Lactose is found in the milk of mammals.
A b@galactosidase is needed to hydrolysis of lactose.
Some humans are able to synthesise a b@galactosidase.
Normal infants hydrolyze their mother's milk with the help of this enzyme.
The child stops drinking milk after a while.
In most parts of the world, people don't use milk products after early childhood, and the adult population can't digest Lactose.
Lactose-intolerant infants need to drink soy milk or another formula.
There are two forms of lactose.
The 1,6' linkage is also found in naturally occurring carbohydrates.

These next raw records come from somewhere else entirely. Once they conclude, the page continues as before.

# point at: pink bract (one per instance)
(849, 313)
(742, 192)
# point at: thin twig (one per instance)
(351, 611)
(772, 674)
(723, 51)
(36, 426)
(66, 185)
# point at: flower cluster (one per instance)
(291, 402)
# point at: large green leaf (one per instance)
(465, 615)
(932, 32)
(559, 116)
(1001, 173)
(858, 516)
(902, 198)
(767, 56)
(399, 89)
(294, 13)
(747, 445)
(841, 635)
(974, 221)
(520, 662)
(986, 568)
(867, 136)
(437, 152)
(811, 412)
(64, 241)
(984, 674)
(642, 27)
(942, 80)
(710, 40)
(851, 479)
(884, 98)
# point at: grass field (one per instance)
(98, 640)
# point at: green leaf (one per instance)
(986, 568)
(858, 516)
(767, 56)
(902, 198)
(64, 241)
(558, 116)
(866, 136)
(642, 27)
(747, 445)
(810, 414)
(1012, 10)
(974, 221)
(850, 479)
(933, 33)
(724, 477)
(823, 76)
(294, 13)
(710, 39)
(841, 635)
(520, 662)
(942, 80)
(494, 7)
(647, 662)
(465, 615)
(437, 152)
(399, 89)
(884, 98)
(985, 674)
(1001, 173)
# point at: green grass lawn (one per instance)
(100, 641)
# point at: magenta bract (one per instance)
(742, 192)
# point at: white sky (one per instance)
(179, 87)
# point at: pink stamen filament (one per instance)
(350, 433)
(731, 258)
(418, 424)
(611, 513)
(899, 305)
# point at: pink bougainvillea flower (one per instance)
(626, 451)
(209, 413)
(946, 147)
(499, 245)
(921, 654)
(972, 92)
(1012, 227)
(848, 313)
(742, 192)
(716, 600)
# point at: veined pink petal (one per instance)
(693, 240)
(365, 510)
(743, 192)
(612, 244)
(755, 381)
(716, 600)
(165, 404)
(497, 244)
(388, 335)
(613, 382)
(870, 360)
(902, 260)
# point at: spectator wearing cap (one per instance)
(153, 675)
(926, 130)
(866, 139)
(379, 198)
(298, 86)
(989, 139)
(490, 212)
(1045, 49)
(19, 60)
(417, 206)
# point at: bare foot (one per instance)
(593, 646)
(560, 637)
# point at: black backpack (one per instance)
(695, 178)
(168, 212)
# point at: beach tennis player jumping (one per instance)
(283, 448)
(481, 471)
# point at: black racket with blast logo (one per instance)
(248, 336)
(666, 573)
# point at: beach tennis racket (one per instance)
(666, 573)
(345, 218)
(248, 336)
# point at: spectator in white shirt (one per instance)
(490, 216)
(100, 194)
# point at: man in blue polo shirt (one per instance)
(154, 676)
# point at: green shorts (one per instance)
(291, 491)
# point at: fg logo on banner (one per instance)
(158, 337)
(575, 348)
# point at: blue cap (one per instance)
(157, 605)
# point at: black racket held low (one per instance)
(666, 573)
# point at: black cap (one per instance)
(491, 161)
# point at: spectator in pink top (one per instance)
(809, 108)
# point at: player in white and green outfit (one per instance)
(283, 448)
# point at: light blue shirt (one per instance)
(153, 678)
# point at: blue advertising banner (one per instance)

The anomeric carbon of one sugar is linked to the oxygen of the other in a 1,6' linkage.
The hydroxy group on C6 is one carbon atom removed from the ring, so this linkage gives a different sort of stereochemical arrangement.
A b@1,6' glucosidic linkage is found in gentiobiose.
The 1,6' linkage is a rare one in disaccharides.
Section 23-13B states that branching in amylopectin occurs at 1,6' linkages.
There is a 1,1' linkage between sugars and their carbon atoms.
The linkage is in the a position with respect to the glucose ring and the b position with respect to the fructose ring.
There are two monosaccharide units in sucrose.
Sucrose does not reduce Tollens reagent and it cannot mutarotate because neither ring is in equilibrium with its open-chain aldehyde or ketone form.
It is more useful for on the other side because both units of the two sugars are glycosides.
Even though it is a nonreducing sugar, a reducing sugar ends.
Common names are not reliable.
The most common form of invert sugar is honey, a supersaturated mixture of sugars.
Tollens reagent reacts with formula C12H22O11 to form a silver mirror.
A b@galactosidase hydrolyzes it to d-galactose and d-mannose.
Propose a structure for something else.
The formula shows that this is a disaccharide.
Blood types O, A, B, andAB are linked by a b@galactosidase.
One of the hexoses must be in a free hemiacetal form since the original carbohydrate is a reducing sugar.
The surface of the red blood cells are made of Galactose.
The type O cells have no antigenic car.